A woman who lost her mother and sister to terminal brain tumours has told how her nephew has been diagnosed with one too - in one-in-a-billion odds.
Claire Cordiner, 54, saw her mother Margaret O’Kane, 66, and sister Angie Jones, 36, died just one year apart - between 2008 and 2009.
They had both been diagnosed with glioblastoma - a type of brain tumour with a survival rate of less than 10 per cent.
In June 2022, Claire’s nephew, Max, 18, was diagnosed with the same brain tumour after suffering sickness and leg pain.
After undergoing an operation to remove the tumour at the Queen Elizabeth University Hospital in Glasgow, Scotland, Max is now on end-of-life care at the Kilbryde Hospice.
Claire, a residential care officer from Edinburgh, Scotland, said: “Brain tumours have absolutely devastated our family.
“They are so unpredictable and can affect anyone at any age.
“I felt totally helpless not being able to do anything for mum and Angie, and I feel helpless now for my nephew, Max.”
In 2004, Claire’s sister Angie had started experiencing pains in her legs - as well as “jerking movements” in her arms.
She went to her GP, who then referred her to University Hospital Hairmyres, East Kilbride, Scotland, for an MRI scan.
A tumour was discovered on her brain, and, after initially refusing treatment, she began a course of radiotherapy and chemotherapy.
Claire said: “I was really upset but Angie remained upbeat.
“She initially refused treatment because she was trying for a second child.
“But when she was unable to become pregnant, she began chemotherapy and radiotherapy at the Beatson West of Scotland Cancer Centre in Glasgow.”
After five years of treatment, Angie was told in November 2009 that “nothing more” could be done for her - and a month later, she died at home.
In November 2007, while Angie was undergoing treatment for her own brain tumour, her mother, Margaret, was also diagnosed with glioblastoma.
Thinking she’d suffered a mini-stroke due to speech problems, an MRI revealed she actually had two tumours on her brain.
Surgery to remove the tumour proved unsuccessful, and she was too ill to receive more than one week of radiotherapy.
She died in October 2008 - almost a year after her diagnosis.
Devastatingly, in June 2022, Claire’s nephew, Max, was told he has the same brain tumour.
After undergoing an operation to remove the tumour at the Queen Elizabeth University Hospital in Glasgow, Scotland, he is now on end-of-life care.
Claire said: “Max was a healthy young man so it was totally unexpected.
“He had five weeks of chemotherapy and radiotherapy which was quite intense.
“He was doing OK for a while but he ended up back in hospital in January 2023.
“Two more tumours were found, one on his brain and one on his spine, so the treatment obviously wasn’t working.”

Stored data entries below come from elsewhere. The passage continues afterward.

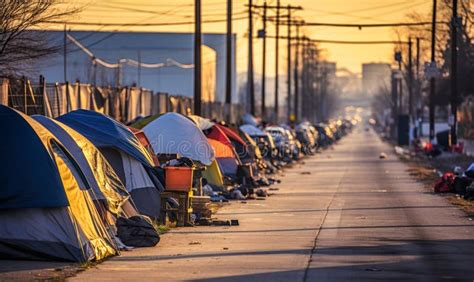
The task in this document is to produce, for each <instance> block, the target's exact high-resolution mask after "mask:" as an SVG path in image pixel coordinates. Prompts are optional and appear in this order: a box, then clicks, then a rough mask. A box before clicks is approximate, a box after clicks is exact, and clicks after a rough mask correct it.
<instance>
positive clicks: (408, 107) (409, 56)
mask: <svg viewBox="0 0 474 282" xmlns="http://www.w3.org/2000/svg"><path fill="white" fill-rule="evenodd" d="M412 56H413V54H412V41H411V37H410V38H408V115H409V116H410V119H411V118H413V59H412Z"/></svg>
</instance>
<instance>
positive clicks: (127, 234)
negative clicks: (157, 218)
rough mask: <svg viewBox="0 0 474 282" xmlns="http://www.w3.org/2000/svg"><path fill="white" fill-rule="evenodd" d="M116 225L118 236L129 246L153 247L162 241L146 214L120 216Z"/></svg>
mask: <svg viewBox="0 0 474 282" xmlns="http://www.w3.org/2000/svg"><path fill="white" fill-rule="evenodd" d="M116 226H117V236H118V237H119V238H120V240H121V241H122V242H123V243H124V244H125V245H127V246H132V247H153V246H155V245H156V244H158V242H160V235H159V234H158V231H157V230H156V229H155V227H154V226H153V224H152V222H151V220H150V218H148V217H146V216H143V215H136V216H132V217H129V218H125V217H119V218H118V219H117V222H116Z"/></svg>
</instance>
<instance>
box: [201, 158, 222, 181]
mask: <svg viewBox="0 0 474 282" xmlns="http://www.w3.org/2000/svg"><path fill="white" fill-rule="evenodd" d="M202 177H203V178H206V180H207V182H208V183H209V184H212V185H215V186H218V187H224V180H223V177H222V172H221V170H220V168H219V165H218V164H217V161H216V160H214V161H213V162H212V164H211V165H210V166H208V167H207V169H206V170H204V171H203V172H202Z"/></svg>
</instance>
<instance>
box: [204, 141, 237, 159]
mask: <svg viewBox="0 0 474 282" xmlns="http://www.w3.org/2000/svg"><path fill="white" fill-rule="evenodd" d="M207 141H209V144H211V146H212V148H214V151H215V153H216V158H217V159H218V158H233V159H235V154H234V151H233V150H232V147H229V145H227V144H224V143H222V142H220V141H217V140H214V139H212V138H208V139H207Z"/></svg>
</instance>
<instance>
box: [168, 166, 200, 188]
mask: <svg viewBox="0 0 474 282" xmlns="http://www.w3.org/2000/svg"><path fill="white" fill-rule="evenodd" d="M192 188H193V169H192V168H190V167H174V166H167V167H165V189H166V190H171V191H184V192H187V191H191V189H192Z"/></svg>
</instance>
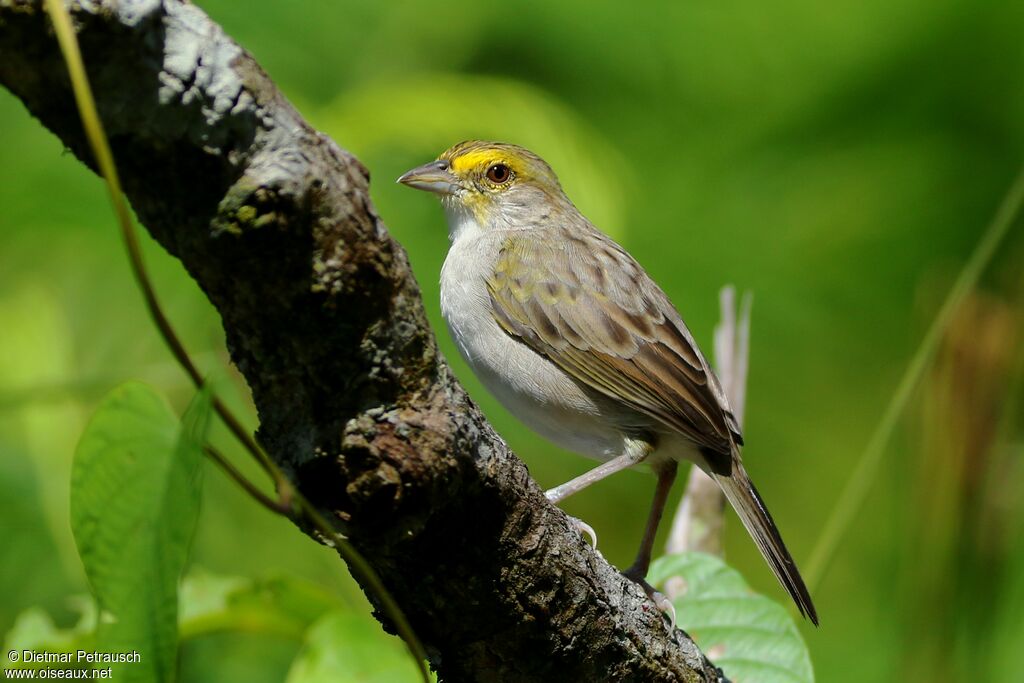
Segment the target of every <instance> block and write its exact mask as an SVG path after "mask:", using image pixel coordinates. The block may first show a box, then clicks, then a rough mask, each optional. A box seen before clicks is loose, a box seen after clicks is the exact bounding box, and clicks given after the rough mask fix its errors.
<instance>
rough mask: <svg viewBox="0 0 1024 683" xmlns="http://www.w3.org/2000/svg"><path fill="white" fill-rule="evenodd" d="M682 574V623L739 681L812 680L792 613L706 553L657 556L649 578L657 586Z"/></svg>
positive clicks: (726, 670) (719, 560)
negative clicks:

Claire has been organising fundraisers for Brain Tumour Research since 2016, and has managed to raise £4,000 through sponsored activities like Wear A Hat Day - in which people post selfies wearing silly hats - and shaving her hair off.
Dr. Karen Noble, Director of Research, Policy, and Innovation at Brain Tumour Research, said: “To have three generations of one family diagnosed with the same deadly brain tumour is extremely rare; less than a one in a billion chance.
“We occasionally hear of instances where siblings are diagnosed, but this is the first case of its kind we at the charity Brain Tumour Research have been made aware of.
“Currently there is little evidence these tumours are hereditary, but evidently more research is desperately needed.
“Claire’s story is devastating and defies belief. The pain that brain tumours have caused her family is unimaginable and we’re so grateful to Claire for sharing her story with us.
“Brain tumours kill more children and adults under the age of 40 than any other cancer yet, historically just 1 percent of the national spend on cancer research has been allocated to this devastating disease.
“It is only with the support of people like Claire, who is taking part in in Wear A Hat Day, that we’re able to progress our research into brain tumours and improve the outcome for patients like Margaret, Angie and Max who are forced to fight this awful disease.”